Already they are hearing from the community.

Letters to the task force include an invitation from local teachers’ unions to meet students from underserved communities, a request that the term “low-skilled” be removed from city job descriptions, and a suggestion that a community safety patrol be developed for the city’s Koreatown neighborhood as a response to acts of violence targeting Asian Americans throughout the country.

“A lot of people don’t want to be involved in politics,” says Brown. “We want to build a space where people can come to have serious conversations with the city council about the things that are happening in their lives.”

 

Enough

It took a combination of high-profile racist violence and a global pandemic to bring to the forefront the issues the task force hopes to address. As people throughout the country stayed home during the COVID-19 pandemic, they were inundated with reports and videos of Black men and women being killed by law enforcement. It was not a new story in America. But, the numbness of seeing such violence seemed to disappear in the bright light of quarantine, says Brown.

“It created space for attention to be paid to this trauma,” says Brown. “It got to the boiling point where other people wanted to step up as well.”

Protesters against police violence filled the streets of American cities over the summer of 2020—including the city of Santa Clara. Many community leaders agreed change was overdue.  Santa Clara city leaders signed on to a plan from the Obama Foundation called Commit to Action.

That commitment includes a pledge to review police use-of-force policies, engage the community, and find ways to create reform. All of which the task force is charged with managing, as well as examining other was the city can be more from reconsidering the Columbus Day holiday to giving residents a place to voice concerns about housing discrimination.

While Brown is a public servant in his professional life, he decided to volunteer for the task force after his wife wrote to the city about her concerns for him and their family.

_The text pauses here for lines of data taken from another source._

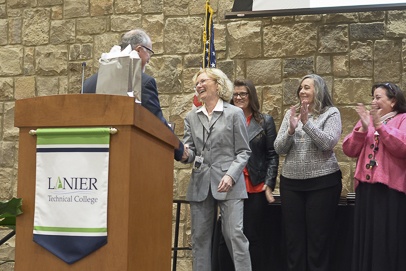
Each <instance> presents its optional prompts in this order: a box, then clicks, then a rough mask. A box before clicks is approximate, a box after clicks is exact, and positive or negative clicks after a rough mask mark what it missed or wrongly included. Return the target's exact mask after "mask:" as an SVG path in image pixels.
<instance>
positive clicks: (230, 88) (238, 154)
mask: <svg viewBox="0 0 406 271" xmlns="http://www.w3.org/2000/svg"><path fill="white" fill-rule="evenodd" d="M193 82H194V83H195V85H196V91H197V93H198V95H199V99H200V100H201V101H202V102H203V106H201V107H198V108H194V109H193V110H192V111H191V112H189V113H188V114H187V116H186V119H185V135H184V143H185V144H186V146H188V148H189V149H188V157H187V159H184V160H183V162H184V163H193V171H192V175H191V178H190V183H189V187H188V191H187V194H186V199H187V200H188V201H190V209H191V222H192V249H193V270H194V271H211V270H212V264H211V251H212V236H213V229H214V225H215V221H216V218H217V217H216V214H217V208H218V207H219V209H220V214H221V217H222V227H221V230H222V233H223V236H224V239H225V242H226V244H227V247H228V250H229V251H230V254H231V257H232V258H233V262H234V265H235V270H236V271H251V260H250V254H249V251H248V240H247V238H246V237H245V235H244V233H243V209H244V202H243V199H245V198H247V191H246V188H245V183H244V176H243V173H242V172H243V169H244V167H245V165H246V163H247V161H248V158H249V155H250V153H251V151H250V148H249V142H248V134H247V129H246V125H245V117H244V114H243V111H242V110H241V109H240V108H237V107H235V106H233V105H231V104H229V103H227V102H226V101H229V100H230V98H231V95H232V91H233V84H232V82H231V81H230V80H229V79H228V78H227V76H226V75H225V74H224V73H223V72H222V71H221V70H219V69H215V68H212V69H209V68H206V69H202V70H200V71H199V72H198V73H196V74H195V76H194V77H193Z"/></svg>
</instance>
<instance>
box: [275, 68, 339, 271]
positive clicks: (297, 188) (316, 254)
mask: <svg viewBox="0 0 406 271" xmlns="http://www.w3.org/2000/svg"><path fill="white" fill-rule="evenodd" d="M297 96H298V98H299V100H300V102H299V104H298V105H297V106H292V107H291V109H290V110H288V111H287V112H286V114H285V117H284V119H283V122H282V125H281V127H280V129H279V132H278V136H277V138H276V140H275V150H276V152H277V153H278V154H279V155H285V156H286V157H285V161H284V164H283V167H282V173H281V176H280V193H281V201H282V215H283V222H284V227H285V233H286V242H287V243H286V246H287V266H288V270H302V271H306V270H325V271H328V270H331V269H332V268H331V267H330V266H329V245H330V243H331V242H330V241H331V240H330V237H331V233H332V229H333V225H334V220H335V213H336V209H337V206H338V201H339V198H340V194H341V188H342V182H341V171H340V168H339V166H338V163H337V159H336V157H335V155H334V152H333V148H334V146H335V145H336V144H337V142H338V140H339V139H340V136H341V118H340V112H339V111H338V109H337V108H336V107H334V106H333V102H332V99H331V96H330V94H329V92H328V89H327V86H326V83H325V82H324V80H323V78H321V77H320V76H318V75H315V74H310V75H306V76H305V77H303V78H302V80H301V83H300V86H299V88H298V90H297Z"/></svg>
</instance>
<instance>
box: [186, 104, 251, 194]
mask: <svg viewBox="0 0 406 271" xmlns="http://www.w3.org/2000/svg"><path fill="white" fill-rule="evenodd" d="M196 111H197V108H194V109H193V110H192V111H190V112H189V113H188V114H187V116H186V118H185V134H184V137H183V142H184V144H188V145H189V148H190V149H189V158H188V160H187V161H186V162H185V163H193V162H194V160H195V157H196V155H201V154H202V150H203V146H204V144H206V145H205V149H204V151H203V157H204V161H203V164H202V165H201V167H200V168H199V169H193V171H192V175H191V178H190V183H189V187H188V191H187V194H186V200H188V201H197V202H200V201H204V200H205V199H206V197H207V195H208V193H209V187H210V189H211V192H212V194H213V197H214V198H215V199H217V200H227V199H244V198H247V190H246V188H245V182H244V176H243V173H242V171H243V169H244V167H245V165H246V163H247V161H248V159H249V156H250V154H251V150H250V147H249V142H248V133H247V128H246V124H245V122H246V121H245V117H244V113H243V111H242V110H241V109H240V108H238V107H235V106H233V105H231V104H229V103H227V102H224V110H223V112H219V111H214V112H213V117H212V118H211V120H210V122H209V120H208V118H207V116H206V115H205V114H204V113H203V112H196ZM210 131H211V132H210ZM209 134H210V136H209ZM207 138H208V139H207ZM226 174H227V175H229V176H230V177H231V178H232V179H233V181H234V182H235V184H234V185H233V187H232V188H231V189H230V190H229V191H228V192H217V187H218V185H219V183H220V181H221V178H222V177H223V176H224V175H226Z"/></svg>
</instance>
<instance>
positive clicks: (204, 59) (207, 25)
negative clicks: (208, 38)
mask: <svg viewBox="0 0 406 271" xmlns="http://www.w3.org/2000/svg"><path fill="white" fill-rule="evenodd" d="M209 6H210V0H206V4H205V11H206V12H205V14H204V15H205V16H204V29H203V54H202V60H203V61H202V68H206V67H205V66H206V65H205V63H206V61H205V55H206V42H207V37H208V32H207V28H208V25H209V22H208V20H207V18H208V16H207V13H208V12H209Z"/></svg>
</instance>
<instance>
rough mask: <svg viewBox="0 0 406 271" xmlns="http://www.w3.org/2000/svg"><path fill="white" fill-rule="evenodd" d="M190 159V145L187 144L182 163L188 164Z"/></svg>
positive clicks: (182, 156) (182, 160)
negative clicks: (189, 148)
mask: <svg viewBox="0 0 406 271" xmlns="http://www.w3.org/2000/svg"><path fill="white" fill-rule="evenodd" d="M188 158H189V145H188V144H185V145H184V149H183V155H182V160H181V161H182V162H186V161H187V159H188Z"/></svg>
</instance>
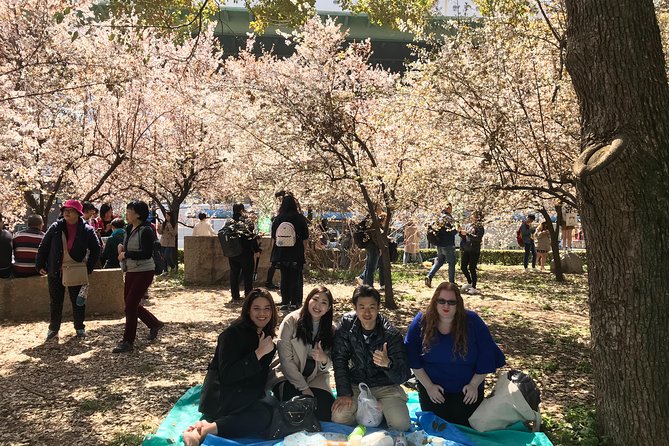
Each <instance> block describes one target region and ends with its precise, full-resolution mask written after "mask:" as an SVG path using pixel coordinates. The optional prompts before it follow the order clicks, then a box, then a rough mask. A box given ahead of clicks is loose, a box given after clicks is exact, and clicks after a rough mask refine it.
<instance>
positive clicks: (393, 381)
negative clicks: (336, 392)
mask: <svg viewBox="0 0 669 446" xmlns="http://www.w3.org/2000/svg"><path fill="white" fill-rule="evenodd" d="M386 342H387V343H388V357H389V358H390V361H391V364H390V367H389V368H387V369H386V368H382V367H379V366H377V365H375V364H374V361H373V354H374V352H375V351H376V350H382V349H383V344H384V343H386ZM332 364H333V367H334V375H335V381H336V383H337V396H351V395H353V386H357V385H358V384H360V383H362V382H364V383H365V384H367V385H368V386H369V387H370V388H371V387H379V386H392V385H399V384H402V383H404V382H405V381H406V380H407V379H409V376H410V374H411V372H410V370H409V360H408V358H407V352H406V347H405V346H404V341H403V339H402V333H400V331H399V330H398V329H397V328H395V327H394V326H393V325H392V324H391V323H390V321H388V320H387V319H386V318H385V317H383V316H381V315H380V314H379V315H378V316H377V318H376V326H375V327H374V331H373V332H372V334H371V335H370V336H369V339H368V340H365V337H364V336H363V333H362V326H361V325H360V320H359V319H358V316H357V315H356V314H355V313H353V312H352V313H348V314H346V315H344V316H343V317H342V318H341V321H340V322H339V326H338V327H337V330H336V331H335V337H334V347H333V349H332Z"/></svg>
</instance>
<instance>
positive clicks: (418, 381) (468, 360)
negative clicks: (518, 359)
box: [404, 282, 506, 426]
mask: <svg viewBox="0 0 669 446" xmlns="http://www.w3.org/2000/svg"><path fill="white" fill-rule="evenodd" d="M404 342H405V344H406V346H407V353H408V356H409V367H411V370H412V371H413V373H414V375H415V376H416V378H417V379H418V398H419V401H420V407H421V409H422V410H423V411H425V412H428V411H430V412H434V413H435V414H436V415H437V416H439V417H441V418H443V419H444V420H446V421H449V422H451V423H456V424H460V425H462V426H469V417H470V416H471V415H472V413H474V411H475V410H476V408H477V407H478V406H479V404H481V401H482V400H483V381H484V380H485V377H486V375H487V374H488V373H493V372H495V370H497V369H498V368H499V367H502V366H503V365H504V364H505V363H506V360H505V358H504V353H502V351H501V350H500V349H499V347H498V346H497V344H495V341H494V340H493V339H492V336H491V335H490V331H489V330H488V327H487V326H486V324H485V322H483V321H482V320H481V318H480V317H479V316H478V315H477V314H476V313H474V312H473V311H469V310H465V306H464V302H463V301H462V296H461V295H460V289H459V288H458V286H457V285H456V284H454V283H448V282H443V283H441V284H440V285H439V286H438V287H437V288H436V289H435V290H434V294H433V295H432V299H430V303H429V305H428V307H427V309H426V310H425V313H423V312H420V313H418V314H417V315H416V317H415V318H414V320H413V322H411V325H410V326H409V328H408V330H407V335H406V338H405V340H404Z"/></svg>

“That letter tapped into something inside me,” Brown says. “I had to step up.” The couple has a new baby. “We are going to raise our child here. We want to make sure the city embraces and accepts our kids.”

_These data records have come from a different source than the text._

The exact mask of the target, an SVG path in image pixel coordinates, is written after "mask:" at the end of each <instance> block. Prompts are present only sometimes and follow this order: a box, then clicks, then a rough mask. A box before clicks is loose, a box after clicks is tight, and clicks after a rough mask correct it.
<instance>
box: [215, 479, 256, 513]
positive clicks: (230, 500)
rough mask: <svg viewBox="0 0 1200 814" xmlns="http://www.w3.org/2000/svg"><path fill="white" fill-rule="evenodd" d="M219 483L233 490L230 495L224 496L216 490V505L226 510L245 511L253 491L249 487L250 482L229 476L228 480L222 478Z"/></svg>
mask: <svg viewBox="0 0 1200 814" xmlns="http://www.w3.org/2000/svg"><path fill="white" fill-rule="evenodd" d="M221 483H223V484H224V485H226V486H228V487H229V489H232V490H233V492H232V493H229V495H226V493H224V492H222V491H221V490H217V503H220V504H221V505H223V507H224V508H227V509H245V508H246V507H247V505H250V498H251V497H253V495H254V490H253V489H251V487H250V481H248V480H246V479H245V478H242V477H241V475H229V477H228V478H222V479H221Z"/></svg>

Datar, a lawyer in his professional life, was also one of the task force’s founding members, tapped for the position because he had worked with the community as the chair of the Student Senate of Santa Clara University’s student government and currently serves on the SCU Alumni Board of Directors.

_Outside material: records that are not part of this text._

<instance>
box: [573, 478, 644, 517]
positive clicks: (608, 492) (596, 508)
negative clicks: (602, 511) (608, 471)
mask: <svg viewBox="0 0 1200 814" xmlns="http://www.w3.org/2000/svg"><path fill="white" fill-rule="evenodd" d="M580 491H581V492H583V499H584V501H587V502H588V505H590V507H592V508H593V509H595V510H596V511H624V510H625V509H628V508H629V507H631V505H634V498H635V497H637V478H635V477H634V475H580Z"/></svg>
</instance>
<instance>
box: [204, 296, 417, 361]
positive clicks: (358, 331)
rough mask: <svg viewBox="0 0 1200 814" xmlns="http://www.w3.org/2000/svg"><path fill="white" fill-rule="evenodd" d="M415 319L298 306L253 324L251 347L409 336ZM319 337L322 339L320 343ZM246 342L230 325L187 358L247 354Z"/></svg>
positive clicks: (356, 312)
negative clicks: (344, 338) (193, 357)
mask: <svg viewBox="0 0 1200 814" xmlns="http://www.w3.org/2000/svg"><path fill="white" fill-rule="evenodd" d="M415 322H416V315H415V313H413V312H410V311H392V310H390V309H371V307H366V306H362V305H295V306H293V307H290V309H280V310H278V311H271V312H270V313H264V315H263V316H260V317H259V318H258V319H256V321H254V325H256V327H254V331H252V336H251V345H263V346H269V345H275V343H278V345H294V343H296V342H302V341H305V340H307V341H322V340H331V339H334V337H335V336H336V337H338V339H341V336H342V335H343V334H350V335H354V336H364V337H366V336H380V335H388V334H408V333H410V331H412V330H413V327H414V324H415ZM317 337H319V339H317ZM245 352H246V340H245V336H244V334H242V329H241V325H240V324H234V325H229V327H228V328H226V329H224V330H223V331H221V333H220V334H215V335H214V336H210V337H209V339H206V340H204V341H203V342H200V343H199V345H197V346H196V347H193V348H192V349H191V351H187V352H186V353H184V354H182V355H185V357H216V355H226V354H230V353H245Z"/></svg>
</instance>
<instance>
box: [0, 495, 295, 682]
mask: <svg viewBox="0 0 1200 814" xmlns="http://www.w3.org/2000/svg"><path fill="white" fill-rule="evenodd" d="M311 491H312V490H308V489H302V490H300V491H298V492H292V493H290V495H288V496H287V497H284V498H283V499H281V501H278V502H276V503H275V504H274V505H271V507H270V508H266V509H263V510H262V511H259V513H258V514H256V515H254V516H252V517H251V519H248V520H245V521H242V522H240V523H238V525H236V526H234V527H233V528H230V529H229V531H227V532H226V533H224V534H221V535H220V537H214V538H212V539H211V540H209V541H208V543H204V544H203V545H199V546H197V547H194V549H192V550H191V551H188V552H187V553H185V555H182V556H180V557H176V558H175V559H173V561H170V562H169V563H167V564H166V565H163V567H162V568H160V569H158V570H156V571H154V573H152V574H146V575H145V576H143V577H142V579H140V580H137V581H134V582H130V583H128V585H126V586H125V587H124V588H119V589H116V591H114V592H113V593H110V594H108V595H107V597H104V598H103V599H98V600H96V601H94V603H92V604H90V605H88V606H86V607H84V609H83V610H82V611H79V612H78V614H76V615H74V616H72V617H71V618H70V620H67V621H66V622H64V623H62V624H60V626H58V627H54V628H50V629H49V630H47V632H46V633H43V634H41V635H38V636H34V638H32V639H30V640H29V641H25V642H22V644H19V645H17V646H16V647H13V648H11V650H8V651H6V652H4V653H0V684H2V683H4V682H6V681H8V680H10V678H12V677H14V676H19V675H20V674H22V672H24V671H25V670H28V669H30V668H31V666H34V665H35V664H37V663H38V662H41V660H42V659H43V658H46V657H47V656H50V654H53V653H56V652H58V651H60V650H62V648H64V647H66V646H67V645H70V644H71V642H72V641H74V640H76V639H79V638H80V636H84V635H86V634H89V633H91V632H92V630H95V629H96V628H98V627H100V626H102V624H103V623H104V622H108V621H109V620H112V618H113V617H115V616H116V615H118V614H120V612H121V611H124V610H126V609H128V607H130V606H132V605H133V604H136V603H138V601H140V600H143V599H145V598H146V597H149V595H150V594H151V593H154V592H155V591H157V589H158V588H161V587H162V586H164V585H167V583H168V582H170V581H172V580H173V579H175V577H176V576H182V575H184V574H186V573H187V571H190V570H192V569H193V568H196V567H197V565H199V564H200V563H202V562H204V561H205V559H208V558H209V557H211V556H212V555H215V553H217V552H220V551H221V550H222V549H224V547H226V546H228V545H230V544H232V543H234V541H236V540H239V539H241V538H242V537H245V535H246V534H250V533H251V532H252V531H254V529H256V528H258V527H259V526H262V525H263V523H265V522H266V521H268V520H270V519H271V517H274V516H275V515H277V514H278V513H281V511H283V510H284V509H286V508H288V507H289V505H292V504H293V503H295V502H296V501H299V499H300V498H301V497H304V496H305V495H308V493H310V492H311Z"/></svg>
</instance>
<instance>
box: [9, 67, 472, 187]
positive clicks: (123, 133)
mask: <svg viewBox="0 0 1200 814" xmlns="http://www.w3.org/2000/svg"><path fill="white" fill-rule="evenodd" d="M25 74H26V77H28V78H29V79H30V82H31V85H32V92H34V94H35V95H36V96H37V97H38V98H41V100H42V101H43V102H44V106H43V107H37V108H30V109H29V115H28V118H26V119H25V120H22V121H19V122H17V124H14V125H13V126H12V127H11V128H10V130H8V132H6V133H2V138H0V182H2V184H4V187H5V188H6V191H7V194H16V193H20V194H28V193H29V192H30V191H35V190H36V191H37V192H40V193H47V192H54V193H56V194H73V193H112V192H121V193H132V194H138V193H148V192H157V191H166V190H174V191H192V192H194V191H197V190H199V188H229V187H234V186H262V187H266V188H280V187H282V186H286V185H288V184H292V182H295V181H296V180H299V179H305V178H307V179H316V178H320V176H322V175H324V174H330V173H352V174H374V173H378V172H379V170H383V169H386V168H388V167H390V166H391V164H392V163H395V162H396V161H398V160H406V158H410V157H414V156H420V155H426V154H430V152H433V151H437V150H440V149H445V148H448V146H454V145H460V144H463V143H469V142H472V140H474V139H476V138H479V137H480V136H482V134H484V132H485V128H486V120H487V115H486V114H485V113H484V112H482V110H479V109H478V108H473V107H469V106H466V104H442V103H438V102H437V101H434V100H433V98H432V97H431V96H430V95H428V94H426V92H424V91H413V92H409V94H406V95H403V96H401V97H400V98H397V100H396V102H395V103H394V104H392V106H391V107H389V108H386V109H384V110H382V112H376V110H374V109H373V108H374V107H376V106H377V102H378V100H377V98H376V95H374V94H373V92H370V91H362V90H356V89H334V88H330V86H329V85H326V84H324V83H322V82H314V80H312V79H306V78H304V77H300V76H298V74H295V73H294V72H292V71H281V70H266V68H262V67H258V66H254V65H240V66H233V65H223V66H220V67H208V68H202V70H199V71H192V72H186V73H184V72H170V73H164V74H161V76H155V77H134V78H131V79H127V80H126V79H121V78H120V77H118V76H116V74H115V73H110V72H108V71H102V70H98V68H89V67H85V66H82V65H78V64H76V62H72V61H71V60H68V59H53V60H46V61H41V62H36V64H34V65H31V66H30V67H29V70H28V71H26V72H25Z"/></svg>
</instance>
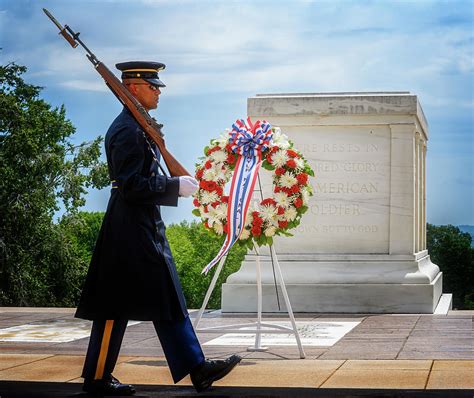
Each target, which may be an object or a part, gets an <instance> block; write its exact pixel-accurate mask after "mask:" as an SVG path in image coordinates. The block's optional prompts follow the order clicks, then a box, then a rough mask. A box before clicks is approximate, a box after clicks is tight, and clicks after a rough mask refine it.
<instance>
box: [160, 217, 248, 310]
mask: <svg viewBox="0 0 474 398" xmlns="http://www.w3.org/2000/svg"><path fill="white" fill-rule="evenodd" d="M166 237H167V238H168V241H169V242H170V246H171V250H172V252H173V257H174V259H175V263H176V268H177V269H178V274H179V277H180V280H181V284H182V286H183V292H184V296H185V297H186V302H187V305H188V307H189V308H200V307H201V305H202V302H203V300H204V296H205V294H206V291H207V289H208V287H209V285H210V283H211V279H212V276H213V275H214V272H215V270H216V269H217V266H215V267H214V268H213V270H211V271H210V272H209V273H208V275H203V274H201V271H202V269H203V268H204V267H205V266H206V265H207V264H208V263H209V261H211V260H212V259H213V258H214V257H215V255H216V254H217V253H218V251H219V249H220V247H221V246H222V242H223V237H222V239H216V237H215V236H214V235H211V233H210V232H209V231H207V230H206V229H205V228H204V227H203V226H202V224H200V223H197V222H192V223H188V222H186V221H183V222H181V223H180V224H172V225H170V226H169V227H168V228H167V230H166ZM246 253H247V248H246V247H242V246H240V245H234V246H233V247H232V249H231V250H230V252H229V255H228V256H227V260H226V263H225V265H224V268H223V269H222V272H221V274H220V276H219V279H218V280H217V283H216V287H215V289H214V292H213V294H212V296H211V298H210V300H209V303H208V308H220V307H221V285H222V283H224V282H225V280H226V279H227V277H228V276H229V275H230V274H231V273H233V272H236V271H237V270H238V269H239V268H240V264H241V262H242V261H243V259H244V257H245V254H246Z"/></svg>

“I get to have a role with both the city and University and to be a bridge-builder between the two,” he said, as part of that he introduced the Ethics Center to the committee’s mission. The Center accepted the call to action even before the task force was officially formed, and since then has served as the official ethics advisor to the task force.

“I think that my experience at Santa Clara is the reason why I am doing this. As a student leader at the University, I was encouraged to build bridges between our campus and the greater community, including with the city government,” says Datar. “The opportunities SCU provided inside and outside the classroom gave us a sense of responsibility and empowered student leaders to be voices for the University.”

The timing of the introduction was perfect. The thinkers at the Center also made a pledge in the summer of 2020.“We made a commitment that would actually try to do something,” says Harrington, “something more than just making statements.” Going forward, the Ethics Center will play a key role in helping the task force succeed in its mission, by advising on the listening sessions and by providing high-level strategic and ethical guidance on approaches the task force should take in evaluating community feedback and recommending reforms.

The trio hopes that the task force, and what it learns from the community, can make a safer and more welcoming city from the ground up.